Le docteur Tholozan, avant d’accompagner le roi aux grandes chasses d’été, s’est chargé de nous conduire au palais du naïeb saltanè.

15 juillet. — L’audience ayant été fixée à ce jour, nous avons quitté Tadjrich à six heures et nous nous sommes rendus a Téhéran. La route était encombrée d’une foule de personnages allant à Sultanabad faire leurs adieux au roi au moment de son départ annuel pour la montagne. Quelques-uns d’entre eux, empilés dans des voitures d’ailleurs fort mal tenues, sont accompagnés de cavaliers vêtus avec un luxe douteux. Puis viennent d’innombrables mulets de charge, destinés aux transports des bagages de la cour, des approvisionnements du personnel admis a l’ennuyeux et fatigant honneur d’accompagner Sa Majesté dans ses déplacements, et enfin les nombreuses tentes des ministres, des officiers et des courtisans. Chacun doit se faire suivre des objets nécessaires à son installation, se préoccuper de ses vivres, de ses serviteurs et se tenir toujours prêt à régler sa marche sur les mouvements du camp royal. C’est quelquefois fort difficile, le bon plaisir de Sa Majesté modifiant d’un moment à l’autre toutes les prévisions. Le roi donne souvent le soir des ordres qu’il contredit à son réveil, et les voyageurs séparés des convois ne trouvent pas même à se ravitailler dans les villages.

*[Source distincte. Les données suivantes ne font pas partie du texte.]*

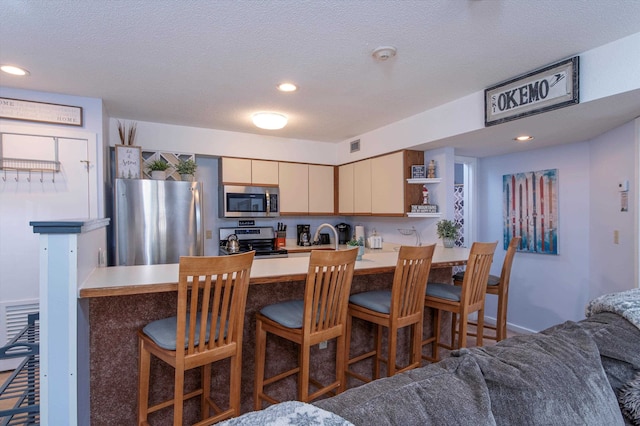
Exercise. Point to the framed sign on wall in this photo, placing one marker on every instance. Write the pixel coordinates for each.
(42, 112)
(552, 87)
(128, 162)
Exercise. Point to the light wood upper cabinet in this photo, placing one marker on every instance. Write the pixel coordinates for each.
(362, 187)
(294, 188)
(387, 184)
(249, 172)
(345, 189)
(236, 170)
(378, 186)
(321, 189)
(264, 172)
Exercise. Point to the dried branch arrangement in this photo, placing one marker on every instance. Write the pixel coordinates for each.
(127, 137)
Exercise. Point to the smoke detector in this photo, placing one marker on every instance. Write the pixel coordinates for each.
(383, 53)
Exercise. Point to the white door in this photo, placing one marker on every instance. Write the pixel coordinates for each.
(30, 196)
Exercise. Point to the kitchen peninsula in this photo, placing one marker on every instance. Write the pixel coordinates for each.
(123, 299)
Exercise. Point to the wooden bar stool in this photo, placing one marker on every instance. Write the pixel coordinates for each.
(498, 286)
(402, 306)
(461, 300)
(212, 293)
(319, 317)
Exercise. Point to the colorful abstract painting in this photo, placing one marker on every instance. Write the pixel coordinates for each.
(530, 210)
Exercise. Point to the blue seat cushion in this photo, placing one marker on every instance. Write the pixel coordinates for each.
(493, 280)
(288, 314)
(444, 291)
(379, 301)
(163, 332)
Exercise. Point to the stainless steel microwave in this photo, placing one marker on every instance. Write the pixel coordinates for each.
(249, 201)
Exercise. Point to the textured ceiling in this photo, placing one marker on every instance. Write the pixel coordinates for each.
(211, 64)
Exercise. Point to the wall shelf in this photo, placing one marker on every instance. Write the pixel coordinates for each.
(424, 214)
(21, 164)
(424, 180)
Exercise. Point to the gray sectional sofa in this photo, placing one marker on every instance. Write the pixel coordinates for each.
(575, 373)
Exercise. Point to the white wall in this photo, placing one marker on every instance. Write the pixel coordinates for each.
(613, 157)
(547, 289)
(92, 111)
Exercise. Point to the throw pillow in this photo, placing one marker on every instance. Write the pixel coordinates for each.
(629, 399)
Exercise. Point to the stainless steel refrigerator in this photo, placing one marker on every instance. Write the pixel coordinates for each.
(157, 221)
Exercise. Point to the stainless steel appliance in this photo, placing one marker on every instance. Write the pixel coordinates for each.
(262, 239)
(304, 235)
(248, 201)
(344, 232)
(157, 221)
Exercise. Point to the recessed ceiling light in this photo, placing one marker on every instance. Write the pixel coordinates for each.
(287, 87)
(13, 70)
(269, 120)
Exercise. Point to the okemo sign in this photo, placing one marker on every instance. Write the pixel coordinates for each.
(552, 87)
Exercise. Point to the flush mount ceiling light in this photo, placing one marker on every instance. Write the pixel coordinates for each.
(287, 87)
(384, 53)
(13, 70)
(269, 120)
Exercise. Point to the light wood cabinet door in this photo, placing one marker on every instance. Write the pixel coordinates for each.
(294, 188)
(345, 189)
(362, 187)
(387, 184)
(264, 172)
(236, 171)
(321, 189)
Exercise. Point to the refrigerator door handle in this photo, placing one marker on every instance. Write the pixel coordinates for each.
(199, 219)
(268, 199)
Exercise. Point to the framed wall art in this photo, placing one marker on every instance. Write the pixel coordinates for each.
(418, 172)
(42, 112)
(128, 162)
(530, 210)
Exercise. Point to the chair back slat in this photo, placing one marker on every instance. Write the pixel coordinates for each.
(212, 292)
(327, 289)
(410, 280)
(477, 274)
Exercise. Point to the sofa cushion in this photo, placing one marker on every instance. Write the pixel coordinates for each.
(552, 377)
(447, 393)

Pendant le Ramazan, la difficulté et la fatigue que l’on éprouve à suivre les chasses s’accroissent encore. La loi religieuse exemptant le chah du jeûne diurne, à condition qu’il délègue à sa place un de ses officiers, Sa Majesté, bien repue, traîne à sa suite une troupe famélique et semble se plaire à lui faire effectuer, l’estomac creux, des courses d’une longueur démesurée. S’il fixe son départ à deux heures de l’après-midi, et que l’étape soit en outre d’une certaine durée, le soleil est déjà couché depuis longtemps quand les gens de l’escorte parviennent à organiser leur campement et à retrouver leurs cuisiniers et leurs vivres.